それに俺がステータスって言ったら出てきたしな。
本当に俺だよな? (疑惑)俺だな?(確認)俺だよな…(諦め)
しかし………これは本当にどういうことだ………
とりあえずこのステータスは何かしらのファンタジー的な力が働いてるのは間違いない。
そうじゃなかったらこんな摩訶不思議な物が現れるわけがないだろう?
そして、俺のステータスの能力値がどれぐらいのものなのか比較の対象がいないからわからないから能力値は置いておく。
だけど問題は種族だ。
人間、これはわかる。
ていうか人間じゃなきゃ困る。
だけどお前はなんなんだレッサーレイス。
なんで種族の所にレッサーレイスなんてあるんだ?
俺の両親は間違いなくどちらも人間だった。
これは確実だ。
だからよくある、実はハーフで半分人間、半分レッサーレイスとかは絶対にありえない。
てか、そのハーフっていうことが万が一事実だったとしてもこうやって人間/レッサーレイスっていう表示の仕方はおかしいはずだ。

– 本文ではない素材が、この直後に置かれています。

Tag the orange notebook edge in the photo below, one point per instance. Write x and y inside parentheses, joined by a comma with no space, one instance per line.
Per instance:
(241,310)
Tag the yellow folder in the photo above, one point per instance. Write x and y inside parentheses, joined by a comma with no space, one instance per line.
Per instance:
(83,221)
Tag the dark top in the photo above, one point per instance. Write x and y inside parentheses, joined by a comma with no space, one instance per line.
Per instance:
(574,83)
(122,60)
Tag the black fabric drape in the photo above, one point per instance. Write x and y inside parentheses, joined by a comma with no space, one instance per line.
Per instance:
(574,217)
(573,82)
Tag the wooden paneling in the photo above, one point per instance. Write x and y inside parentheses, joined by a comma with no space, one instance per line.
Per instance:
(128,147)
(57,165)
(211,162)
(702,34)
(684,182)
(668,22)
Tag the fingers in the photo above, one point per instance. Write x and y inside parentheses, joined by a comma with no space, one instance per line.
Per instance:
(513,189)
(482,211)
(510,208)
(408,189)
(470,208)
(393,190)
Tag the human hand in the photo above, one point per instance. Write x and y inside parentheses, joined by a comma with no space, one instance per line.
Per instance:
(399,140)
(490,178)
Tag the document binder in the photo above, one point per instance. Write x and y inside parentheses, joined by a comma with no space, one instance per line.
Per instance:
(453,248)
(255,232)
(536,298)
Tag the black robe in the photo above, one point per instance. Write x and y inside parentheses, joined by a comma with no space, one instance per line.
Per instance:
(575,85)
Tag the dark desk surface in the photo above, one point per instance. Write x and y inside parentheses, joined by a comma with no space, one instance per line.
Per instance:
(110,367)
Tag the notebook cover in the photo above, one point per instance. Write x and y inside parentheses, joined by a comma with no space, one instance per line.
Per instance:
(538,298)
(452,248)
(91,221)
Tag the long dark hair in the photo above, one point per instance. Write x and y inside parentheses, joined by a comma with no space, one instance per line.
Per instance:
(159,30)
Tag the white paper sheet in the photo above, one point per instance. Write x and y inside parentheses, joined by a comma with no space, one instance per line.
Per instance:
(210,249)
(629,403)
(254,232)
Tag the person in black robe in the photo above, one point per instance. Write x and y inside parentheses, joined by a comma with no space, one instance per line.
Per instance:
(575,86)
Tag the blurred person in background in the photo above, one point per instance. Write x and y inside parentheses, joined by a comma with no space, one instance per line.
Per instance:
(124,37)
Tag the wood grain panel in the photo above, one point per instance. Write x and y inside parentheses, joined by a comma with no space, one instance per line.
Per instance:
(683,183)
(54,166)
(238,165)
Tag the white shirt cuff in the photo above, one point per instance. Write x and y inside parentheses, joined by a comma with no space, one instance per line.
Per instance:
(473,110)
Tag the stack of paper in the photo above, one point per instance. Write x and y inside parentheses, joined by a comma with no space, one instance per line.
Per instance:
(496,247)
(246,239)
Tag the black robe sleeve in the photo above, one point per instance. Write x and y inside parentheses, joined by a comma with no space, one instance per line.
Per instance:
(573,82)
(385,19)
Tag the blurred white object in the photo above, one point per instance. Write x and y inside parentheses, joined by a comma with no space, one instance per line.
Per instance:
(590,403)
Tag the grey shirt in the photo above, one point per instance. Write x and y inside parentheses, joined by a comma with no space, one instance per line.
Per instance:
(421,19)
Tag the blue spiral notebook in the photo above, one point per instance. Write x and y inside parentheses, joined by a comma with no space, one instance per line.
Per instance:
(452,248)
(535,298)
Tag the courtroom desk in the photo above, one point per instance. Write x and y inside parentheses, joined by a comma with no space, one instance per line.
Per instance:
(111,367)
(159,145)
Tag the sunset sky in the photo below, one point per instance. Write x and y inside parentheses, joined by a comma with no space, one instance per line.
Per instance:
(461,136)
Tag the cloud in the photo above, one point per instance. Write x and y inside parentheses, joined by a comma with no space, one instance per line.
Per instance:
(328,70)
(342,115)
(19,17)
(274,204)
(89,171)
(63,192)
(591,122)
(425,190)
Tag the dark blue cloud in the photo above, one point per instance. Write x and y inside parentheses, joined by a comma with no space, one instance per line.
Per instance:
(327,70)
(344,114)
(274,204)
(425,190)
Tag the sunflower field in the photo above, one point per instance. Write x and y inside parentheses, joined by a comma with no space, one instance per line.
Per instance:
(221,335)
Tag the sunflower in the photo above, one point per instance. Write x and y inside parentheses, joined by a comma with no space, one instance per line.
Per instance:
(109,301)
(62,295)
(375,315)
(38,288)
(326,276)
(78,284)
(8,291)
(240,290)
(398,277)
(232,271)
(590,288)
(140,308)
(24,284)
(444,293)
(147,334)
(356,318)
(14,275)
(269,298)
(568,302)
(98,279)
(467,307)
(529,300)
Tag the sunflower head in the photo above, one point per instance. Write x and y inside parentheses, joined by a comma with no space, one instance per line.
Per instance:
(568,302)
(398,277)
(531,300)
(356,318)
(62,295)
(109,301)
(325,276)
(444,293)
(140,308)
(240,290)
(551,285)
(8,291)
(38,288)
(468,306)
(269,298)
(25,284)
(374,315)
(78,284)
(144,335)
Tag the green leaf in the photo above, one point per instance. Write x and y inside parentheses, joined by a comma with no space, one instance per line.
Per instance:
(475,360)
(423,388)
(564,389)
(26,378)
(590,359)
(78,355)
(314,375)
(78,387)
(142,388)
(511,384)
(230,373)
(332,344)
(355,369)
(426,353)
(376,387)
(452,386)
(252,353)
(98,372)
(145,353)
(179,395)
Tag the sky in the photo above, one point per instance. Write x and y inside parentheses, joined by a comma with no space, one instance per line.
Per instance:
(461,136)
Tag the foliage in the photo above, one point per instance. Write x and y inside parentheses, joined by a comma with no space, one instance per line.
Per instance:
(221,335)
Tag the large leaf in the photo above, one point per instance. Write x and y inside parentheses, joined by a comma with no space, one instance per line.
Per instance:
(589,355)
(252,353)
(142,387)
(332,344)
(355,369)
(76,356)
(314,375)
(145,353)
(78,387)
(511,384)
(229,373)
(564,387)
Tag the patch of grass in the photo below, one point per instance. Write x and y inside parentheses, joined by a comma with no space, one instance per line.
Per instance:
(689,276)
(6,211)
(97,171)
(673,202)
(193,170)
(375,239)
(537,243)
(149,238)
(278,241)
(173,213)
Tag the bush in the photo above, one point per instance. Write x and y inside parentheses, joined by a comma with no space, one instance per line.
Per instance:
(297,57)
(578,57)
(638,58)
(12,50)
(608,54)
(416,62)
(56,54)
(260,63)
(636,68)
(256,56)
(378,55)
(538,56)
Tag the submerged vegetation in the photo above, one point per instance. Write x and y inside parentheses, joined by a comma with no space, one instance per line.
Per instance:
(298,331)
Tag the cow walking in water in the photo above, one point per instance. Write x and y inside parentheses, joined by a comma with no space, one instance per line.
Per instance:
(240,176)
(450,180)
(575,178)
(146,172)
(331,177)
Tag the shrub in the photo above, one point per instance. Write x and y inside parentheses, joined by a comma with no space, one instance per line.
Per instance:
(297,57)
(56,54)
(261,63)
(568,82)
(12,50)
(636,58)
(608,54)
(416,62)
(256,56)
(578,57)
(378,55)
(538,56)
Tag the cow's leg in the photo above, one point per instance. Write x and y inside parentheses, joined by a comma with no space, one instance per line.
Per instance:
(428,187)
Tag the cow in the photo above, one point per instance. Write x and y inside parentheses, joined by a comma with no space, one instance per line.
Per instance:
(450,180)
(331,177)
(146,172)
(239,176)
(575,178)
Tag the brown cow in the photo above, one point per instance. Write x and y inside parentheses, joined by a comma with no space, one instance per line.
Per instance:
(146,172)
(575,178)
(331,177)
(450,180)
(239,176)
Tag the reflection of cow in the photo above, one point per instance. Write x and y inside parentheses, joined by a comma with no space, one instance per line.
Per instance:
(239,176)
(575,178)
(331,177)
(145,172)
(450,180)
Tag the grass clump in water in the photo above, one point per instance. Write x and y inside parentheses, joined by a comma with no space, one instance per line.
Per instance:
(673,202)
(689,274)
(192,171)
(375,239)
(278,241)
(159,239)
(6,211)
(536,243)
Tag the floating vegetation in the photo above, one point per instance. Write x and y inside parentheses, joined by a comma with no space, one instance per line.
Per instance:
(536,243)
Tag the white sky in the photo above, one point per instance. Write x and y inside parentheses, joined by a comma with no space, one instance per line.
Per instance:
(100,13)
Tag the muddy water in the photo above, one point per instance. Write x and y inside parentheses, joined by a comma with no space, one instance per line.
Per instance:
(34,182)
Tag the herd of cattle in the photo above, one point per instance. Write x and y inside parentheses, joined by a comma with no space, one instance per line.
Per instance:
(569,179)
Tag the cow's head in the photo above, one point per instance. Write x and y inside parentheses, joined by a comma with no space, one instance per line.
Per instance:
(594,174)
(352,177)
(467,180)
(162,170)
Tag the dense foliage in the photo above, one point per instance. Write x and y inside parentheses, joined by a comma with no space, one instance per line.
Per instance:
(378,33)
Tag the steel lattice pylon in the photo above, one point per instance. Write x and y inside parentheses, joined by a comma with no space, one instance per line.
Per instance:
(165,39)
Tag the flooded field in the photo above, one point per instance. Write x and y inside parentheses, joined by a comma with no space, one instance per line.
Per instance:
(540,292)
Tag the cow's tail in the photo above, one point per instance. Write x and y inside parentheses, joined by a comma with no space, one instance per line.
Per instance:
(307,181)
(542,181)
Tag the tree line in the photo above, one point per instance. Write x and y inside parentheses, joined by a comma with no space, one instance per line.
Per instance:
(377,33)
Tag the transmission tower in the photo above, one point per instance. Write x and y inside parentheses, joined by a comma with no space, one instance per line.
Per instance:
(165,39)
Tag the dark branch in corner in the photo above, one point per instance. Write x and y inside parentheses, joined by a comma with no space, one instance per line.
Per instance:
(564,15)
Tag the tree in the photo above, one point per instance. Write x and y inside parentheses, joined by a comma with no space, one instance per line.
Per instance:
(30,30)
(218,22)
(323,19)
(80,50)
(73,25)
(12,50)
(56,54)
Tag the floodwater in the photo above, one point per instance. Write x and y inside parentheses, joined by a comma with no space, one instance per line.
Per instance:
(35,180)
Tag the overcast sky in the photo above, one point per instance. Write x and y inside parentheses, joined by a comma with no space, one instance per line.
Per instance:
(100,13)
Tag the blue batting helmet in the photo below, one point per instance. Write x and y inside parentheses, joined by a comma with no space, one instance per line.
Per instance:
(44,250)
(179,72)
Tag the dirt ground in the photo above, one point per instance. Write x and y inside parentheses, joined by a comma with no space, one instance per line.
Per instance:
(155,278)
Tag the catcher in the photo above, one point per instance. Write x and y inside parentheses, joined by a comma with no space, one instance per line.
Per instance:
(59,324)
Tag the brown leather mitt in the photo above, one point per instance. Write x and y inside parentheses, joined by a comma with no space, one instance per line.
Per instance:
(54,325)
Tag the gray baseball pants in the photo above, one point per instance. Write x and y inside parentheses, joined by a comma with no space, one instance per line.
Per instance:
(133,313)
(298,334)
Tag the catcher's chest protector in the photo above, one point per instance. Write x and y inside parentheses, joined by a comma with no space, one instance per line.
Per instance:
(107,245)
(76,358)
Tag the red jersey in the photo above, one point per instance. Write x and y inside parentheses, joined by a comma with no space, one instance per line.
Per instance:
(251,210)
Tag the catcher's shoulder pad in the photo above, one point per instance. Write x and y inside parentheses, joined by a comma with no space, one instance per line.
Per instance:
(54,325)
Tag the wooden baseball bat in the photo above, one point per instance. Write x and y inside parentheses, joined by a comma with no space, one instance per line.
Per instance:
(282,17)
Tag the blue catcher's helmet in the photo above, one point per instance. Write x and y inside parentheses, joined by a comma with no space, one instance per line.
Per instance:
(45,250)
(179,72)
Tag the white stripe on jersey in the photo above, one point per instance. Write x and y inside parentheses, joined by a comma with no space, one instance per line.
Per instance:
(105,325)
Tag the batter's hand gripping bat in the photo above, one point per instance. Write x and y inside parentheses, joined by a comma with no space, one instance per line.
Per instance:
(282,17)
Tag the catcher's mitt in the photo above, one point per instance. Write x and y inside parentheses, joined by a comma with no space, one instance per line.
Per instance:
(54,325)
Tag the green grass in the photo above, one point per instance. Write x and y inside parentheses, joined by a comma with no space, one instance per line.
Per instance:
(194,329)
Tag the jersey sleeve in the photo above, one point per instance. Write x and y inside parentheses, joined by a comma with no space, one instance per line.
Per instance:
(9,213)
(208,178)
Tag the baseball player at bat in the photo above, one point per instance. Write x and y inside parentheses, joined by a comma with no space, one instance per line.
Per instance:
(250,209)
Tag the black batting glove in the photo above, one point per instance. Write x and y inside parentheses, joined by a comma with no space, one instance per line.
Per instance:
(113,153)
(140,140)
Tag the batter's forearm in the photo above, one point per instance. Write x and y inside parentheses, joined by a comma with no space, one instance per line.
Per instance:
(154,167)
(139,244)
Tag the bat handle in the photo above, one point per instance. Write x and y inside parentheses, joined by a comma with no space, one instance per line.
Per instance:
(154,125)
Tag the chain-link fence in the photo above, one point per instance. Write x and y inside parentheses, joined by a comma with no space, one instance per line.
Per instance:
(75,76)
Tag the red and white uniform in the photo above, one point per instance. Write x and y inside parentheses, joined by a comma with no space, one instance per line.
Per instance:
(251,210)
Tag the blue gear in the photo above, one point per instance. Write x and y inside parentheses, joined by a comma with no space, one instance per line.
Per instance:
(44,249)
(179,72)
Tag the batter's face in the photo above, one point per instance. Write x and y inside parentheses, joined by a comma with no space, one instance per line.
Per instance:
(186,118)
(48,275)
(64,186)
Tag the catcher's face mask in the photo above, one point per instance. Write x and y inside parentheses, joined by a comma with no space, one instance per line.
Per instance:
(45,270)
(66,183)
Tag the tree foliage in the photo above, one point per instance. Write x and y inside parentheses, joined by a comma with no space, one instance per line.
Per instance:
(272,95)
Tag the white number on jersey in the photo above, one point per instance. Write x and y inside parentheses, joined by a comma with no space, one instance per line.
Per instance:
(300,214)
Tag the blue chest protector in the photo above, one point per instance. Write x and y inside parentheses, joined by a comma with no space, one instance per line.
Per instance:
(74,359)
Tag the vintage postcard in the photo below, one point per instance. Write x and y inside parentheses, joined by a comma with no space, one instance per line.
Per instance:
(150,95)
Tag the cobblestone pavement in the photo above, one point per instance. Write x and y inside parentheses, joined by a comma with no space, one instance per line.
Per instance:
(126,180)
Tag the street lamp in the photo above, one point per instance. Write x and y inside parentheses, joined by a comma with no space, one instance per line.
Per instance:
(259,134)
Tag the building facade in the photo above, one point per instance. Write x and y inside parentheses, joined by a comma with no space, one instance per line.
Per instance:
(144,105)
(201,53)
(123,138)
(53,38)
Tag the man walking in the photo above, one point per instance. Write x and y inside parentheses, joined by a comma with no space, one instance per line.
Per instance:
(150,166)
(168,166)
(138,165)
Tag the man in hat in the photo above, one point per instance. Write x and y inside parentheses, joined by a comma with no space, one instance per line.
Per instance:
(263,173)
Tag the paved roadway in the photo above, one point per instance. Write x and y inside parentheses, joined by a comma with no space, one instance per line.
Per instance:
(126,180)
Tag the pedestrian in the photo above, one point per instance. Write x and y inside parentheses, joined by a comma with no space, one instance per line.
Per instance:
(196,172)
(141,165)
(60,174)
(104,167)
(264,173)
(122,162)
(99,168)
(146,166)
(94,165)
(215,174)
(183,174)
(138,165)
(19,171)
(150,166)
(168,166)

ていうか俺の考えてる通りならレッサーレイスっていうことは幽霊だろ?
肉体を持っていない幽霊に子供が出来るわけがないと思うし、もし出来たとしても今まで俺が普通に生活できるわけないだろ。
まともに日に当てられない、今みたいな感じで幽体離脱みたいな状況になるとかみたいな状態になるはずだ。
つまり俺は今まで幽霊でもなければ人外でもなかった普通の人間だったということになる。
………いや、待てよ?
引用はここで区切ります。